1AC- Competitiveness

Advantage one is competitiveness. We will isolate 3 internal links.
1. Manufacturing: It’s at the tipping point- studies confirm, now is the key time.

Kaushal, Mayor, and Riedl, 2011

by Arvind Kaushal, Thomas Mayor, and Patricia Riedl, Strategy Business, “Manufacturing’s Wake-Up Call” August 23,

A debate over the future of U.S. manufacturing is intensifying. Optimists point to the relatively cheap dollar and the shrinking wage gap between China and the U.S. as reasons the manufacturing sector could come back to life, boosting U.S. competitiveness and reviving the fortunes of the American middle class. Whenever production statistics in the U.S. surge, it seems to bolster that hope; as New York Times columnist and Nobel laureate Paul Krugman put it in May 2011, “Manufacturing is one of the bright spots of a generally disappointing recovery.” But then when disappointing economic growth indicators are released, the pessimists weigh in. They argue that the U.S. has permanently lost its manufacturing competitiveness in many sectors to China and other countries, that the sector is still declining after years of offshoring and neglect, and that it might never return to its role as the linchpin of the U.S. economy. Both the optimists and the pessimists are partially correct.

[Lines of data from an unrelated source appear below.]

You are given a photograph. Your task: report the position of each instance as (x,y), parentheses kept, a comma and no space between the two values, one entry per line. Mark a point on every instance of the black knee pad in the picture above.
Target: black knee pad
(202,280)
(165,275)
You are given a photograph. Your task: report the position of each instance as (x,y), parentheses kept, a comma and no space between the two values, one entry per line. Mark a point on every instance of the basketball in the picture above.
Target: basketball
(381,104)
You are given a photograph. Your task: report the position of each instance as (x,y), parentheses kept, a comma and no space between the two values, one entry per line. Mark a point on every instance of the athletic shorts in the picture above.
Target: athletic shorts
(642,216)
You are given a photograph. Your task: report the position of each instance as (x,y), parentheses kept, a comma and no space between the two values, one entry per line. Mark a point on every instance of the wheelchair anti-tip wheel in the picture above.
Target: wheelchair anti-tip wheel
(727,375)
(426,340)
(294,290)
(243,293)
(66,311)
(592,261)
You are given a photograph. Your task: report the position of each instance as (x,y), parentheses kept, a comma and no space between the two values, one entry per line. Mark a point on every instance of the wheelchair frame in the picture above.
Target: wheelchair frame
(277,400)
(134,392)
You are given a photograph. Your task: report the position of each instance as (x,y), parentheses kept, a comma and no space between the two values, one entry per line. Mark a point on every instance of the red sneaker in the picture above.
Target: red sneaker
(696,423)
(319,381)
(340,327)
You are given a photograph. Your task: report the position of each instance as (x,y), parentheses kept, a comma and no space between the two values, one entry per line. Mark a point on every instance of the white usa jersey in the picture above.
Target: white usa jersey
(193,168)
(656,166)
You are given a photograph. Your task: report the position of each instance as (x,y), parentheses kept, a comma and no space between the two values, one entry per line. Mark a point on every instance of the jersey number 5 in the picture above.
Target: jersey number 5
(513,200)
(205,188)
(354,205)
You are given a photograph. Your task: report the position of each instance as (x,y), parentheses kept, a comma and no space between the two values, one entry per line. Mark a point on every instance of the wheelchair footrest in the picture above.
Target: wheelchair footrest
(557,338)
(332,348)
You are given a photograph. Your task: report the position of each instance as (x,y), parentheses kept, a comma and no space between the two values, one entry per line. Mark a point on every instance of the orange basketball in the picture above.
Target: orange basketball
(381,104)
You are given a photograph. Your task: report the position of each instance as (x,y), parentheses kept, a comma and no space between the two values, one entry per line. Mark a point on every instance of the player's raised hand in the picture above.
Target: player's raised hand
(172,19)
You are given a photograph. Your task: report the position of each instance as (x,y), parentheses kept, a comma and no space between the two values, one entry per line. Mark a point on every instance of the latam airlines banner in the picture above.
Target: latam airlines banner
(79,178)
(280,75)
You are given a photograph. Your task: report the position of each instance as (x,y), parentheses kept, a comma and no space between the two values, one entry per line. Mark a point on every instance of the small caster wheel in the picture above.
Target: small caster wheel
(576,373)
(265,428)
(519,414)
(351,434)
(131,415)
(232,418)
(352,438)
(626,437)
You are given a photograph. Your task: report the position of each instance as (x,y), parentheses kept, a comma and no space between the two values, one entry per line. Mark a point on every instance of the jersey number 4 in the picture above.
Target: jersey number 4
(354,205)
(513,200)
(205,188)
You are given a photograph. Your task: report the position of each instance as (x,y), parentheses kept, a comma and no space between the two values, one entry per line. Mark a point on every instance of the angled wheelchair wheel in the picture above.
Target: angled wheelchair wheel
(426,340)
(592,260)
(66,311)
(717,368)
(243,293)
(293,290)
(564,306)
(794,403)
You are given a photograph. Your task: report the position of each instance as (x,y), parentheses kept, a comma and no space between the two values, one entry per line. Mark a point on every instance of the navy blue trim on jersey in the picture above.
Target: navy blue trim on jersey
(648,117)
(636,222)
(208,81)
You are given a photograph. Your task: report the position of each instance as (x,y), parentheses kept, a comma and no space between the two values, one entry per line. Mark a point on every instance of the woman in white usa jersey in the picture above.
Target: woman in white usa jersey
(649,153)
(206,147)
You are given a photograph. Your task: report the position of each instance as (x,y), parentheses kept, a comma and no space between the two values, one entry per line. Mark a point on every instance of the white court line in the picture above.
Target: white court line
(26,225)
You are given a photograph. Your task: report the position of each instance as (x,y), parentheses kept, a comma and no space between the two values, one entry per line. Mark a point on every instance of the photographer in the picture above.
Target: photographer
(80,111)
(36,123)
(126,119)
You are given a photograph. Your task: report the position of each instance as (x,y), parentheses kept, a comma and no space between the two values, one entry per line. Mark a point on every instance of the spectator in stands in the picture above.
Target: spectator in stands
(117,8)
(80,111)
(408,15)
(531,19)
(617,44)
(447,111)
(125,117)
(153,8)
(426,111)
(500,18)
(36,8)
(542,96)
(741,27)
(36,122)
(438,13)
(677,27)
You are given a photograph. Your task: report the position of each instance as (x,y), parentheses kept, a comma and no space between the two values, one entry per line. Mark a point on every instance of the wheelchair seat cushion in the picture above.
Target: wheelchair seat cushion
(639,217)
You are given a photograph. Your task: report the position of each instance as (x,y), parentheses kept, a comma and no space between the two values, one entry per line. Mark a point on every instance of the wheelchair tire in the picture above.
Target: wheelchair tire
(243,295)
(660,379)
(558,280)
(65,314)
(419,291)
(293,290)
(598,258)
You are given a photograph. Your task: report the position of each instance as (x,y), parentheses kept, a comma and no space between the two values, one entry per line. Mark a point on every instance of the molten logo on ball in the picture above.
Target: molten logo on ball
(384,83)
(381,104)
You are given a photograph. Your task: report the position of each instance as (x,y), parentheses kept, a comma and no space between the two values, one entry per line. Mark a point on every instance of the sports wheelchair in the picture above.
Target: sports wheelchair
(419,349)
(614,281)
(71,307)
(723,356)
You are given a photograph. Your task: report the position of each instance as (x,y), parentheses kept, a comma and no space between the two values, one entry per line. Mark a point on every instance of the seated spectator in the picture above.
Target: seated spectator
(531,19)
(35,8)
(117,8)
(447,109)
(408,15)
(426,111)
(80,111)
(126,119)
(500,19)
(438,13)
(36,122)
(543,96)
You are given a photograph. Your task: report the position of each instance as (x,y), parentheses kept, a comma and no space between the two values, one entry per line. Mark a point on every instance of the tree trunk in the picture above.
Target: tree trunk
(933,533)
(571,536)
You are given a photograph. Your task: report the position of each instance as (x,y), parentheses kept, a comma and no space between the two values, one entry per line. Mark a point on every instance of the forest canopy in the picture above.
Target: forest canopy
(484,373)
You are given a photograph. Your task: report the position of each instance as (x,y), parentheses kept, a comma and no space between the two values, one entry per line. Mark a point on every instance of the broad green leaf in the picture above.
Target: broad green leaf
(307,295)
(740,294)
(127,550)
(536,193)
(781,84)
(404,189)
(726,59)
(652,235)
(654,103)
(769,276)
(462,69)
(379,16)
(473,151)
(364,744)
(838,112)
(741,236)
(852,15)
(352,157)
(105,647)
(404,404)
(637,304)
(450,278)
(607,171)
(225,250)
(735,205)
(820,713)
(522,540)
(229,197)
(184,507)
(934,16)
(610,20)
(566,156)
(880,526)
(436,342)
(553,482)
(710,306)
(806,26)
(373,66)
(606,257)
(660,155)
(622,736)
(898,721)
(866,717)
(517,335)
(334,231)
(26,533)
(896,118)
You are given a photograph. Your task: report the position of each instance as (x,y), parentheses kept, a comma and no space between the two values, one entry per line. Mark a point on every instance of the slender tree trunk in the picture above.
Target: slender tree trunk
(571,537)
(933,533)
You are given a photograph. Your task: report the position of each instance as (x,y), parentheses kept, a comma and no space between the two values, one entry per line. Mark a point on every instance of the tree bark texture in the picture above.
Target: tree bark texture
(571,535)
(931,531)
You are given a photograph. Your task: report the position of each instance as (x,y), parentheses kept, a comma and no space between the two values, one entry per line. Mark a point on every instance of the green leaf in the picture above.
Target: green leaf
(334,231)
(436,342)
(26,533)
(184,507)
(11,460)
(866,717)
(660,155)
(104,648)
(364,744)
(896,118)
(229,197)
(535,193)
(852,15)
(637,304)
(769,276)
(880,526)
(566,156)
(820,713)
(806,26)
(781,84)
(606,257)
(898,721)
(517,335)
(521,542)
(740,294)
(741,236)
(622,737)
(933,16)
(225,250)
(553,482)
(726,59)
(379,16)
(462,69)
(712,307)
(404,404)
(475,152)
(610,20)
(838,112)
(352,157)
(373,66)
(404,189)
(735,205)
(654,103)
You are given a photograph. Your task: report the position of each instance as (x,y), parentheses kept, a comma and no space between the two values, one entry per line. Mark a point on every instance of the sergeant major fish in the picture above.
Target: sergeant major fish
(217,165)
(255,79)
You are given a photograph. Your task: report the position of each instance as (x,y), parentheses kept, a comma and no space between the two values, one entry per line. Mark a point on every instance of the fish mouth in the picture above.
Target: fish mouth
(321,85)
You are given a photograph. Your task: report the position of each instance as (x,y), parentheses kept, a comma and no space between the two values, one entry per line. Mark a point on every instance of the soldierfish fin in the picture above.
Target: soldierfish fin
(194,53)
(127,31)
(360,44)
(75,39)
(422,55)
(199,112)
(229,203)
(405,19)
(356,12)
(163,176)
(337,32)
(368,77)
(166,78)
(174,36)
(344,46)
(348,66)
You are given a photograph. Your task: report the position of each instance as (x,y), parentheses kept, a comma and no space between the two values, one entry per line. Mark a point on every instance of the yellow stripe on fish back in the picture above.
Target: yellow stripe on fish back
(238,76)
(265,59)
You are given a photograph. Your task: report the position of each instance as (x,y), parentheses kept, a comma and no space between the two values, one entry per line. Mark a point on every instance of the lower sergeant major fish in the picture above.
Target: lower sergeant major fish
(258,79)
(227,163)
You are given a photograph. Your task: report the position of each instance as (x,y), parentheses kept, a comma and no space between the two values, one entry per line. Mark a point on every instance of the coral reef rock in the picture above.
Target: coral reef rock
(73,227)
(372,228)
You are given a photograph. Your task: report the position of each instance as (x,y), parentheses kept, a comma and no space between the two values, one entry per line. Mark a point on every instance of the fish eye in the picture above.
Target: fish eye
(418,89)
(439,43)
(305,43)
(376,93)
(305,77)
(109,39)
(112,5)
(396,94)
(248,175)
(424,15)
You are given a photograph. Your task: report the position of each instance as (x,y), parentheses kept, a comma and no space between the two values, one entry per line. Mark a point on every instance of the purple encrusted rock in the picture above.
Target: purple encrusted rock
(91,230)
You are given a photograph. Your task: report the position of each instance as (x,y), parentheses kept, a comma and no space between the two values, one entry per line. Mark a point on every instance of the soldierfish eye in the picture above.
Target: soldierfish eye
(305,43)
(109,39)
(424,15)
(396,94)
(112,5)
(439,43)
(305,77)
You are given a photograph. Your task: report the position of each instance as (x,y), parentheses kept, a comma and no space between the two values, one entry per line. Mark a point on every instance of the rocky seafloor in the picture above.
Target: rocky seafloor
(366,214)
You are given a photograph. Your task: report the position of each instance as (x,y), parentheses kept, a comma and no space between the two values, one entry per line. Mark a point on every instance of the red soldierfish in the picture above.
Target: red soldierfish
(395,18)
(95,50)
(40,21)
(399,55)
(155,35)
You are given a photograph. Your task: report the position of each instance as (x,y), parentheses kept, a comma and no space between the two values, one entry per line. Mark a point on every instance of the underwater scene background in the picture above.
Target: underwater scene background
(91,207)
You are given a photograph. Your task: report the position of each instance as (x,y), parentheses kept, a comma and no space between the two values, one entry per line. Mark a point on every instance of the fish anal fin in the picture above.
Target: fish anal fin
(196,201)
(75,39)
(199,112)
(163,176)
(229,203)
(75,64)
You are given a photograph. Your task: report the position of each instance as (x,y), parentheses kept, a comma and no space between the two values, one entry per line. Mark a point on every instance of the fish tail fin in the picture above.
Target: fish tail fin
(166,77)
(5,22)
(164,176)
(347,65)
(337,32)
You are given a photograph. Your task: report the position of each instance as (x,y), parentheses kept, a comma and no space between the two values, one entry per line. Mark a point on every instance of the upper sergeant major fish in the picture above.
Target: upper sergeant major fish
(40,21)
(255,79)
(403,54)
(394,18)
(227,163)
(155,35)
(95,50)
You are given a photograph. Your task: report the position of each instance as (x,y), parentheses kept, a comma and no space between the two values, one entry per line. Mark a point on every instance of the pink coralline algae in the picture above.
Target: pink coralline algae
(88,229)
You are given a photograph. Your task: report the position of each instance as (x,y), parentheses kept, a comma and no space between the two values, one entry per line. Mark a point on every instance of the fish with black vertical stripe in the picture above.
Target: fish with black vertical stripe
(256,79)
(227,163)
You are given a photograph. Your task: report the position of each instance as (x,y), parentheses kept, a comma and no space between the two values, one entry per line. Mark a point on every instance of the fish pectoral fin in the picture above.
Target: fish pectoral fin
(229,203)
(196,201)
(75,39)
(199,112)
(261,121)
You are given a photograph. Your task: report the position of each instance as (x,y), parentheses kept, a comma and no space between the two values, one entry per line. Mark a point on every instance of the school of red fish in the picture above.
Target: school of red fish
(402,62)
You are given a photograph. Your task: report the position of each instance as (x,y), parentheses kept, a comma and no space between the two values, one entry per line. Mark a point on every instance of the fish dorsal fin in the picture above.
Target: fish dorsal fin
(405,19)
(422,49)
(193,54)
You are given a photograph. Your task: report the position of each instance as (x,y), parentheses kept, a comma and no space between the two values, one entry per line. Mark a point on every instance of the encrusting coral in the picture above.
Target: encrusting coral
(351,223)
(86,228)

U.S. manufacturing is at a moment of truth. Currently, U.S. factories competitively produce about 75 percent of the products that the nation consumes. A series of identifiable smart actions and choices by business leaders, educators, and policymakers could lead to a robust, manufacturing-driven economic future and push that figure up to 95 percent. Alternatively, if the U.S. manufacturing sector remains neglected, its output could fall by half, meeting less than 40 percent of the nation’s demand, and U.S. manufacturing capabilities could then erode past the point of no return. Those findings emerge from a recent sector-by-sector analysis of U.S. industrial competitiveness, along with a survey of 200 manufacturing executives and experts, conducted by Booz & Company and the University of Michigan’s Tauber Institute for Global Operations. (So researchers could best analyze the relationship between U.S. employment and the future of manufacturing, plants located in the United States were counted as American, regardless of where the company that owned them is headquartered.) The studies — which included comparisons to similar Booz & Company studies of China and Switzerland — found that the U.S. has a much more productive manufacturing base than many people think. But no single country, not even China or the U.S., can claim to be the factory of the world, in the way the United States was after World War II.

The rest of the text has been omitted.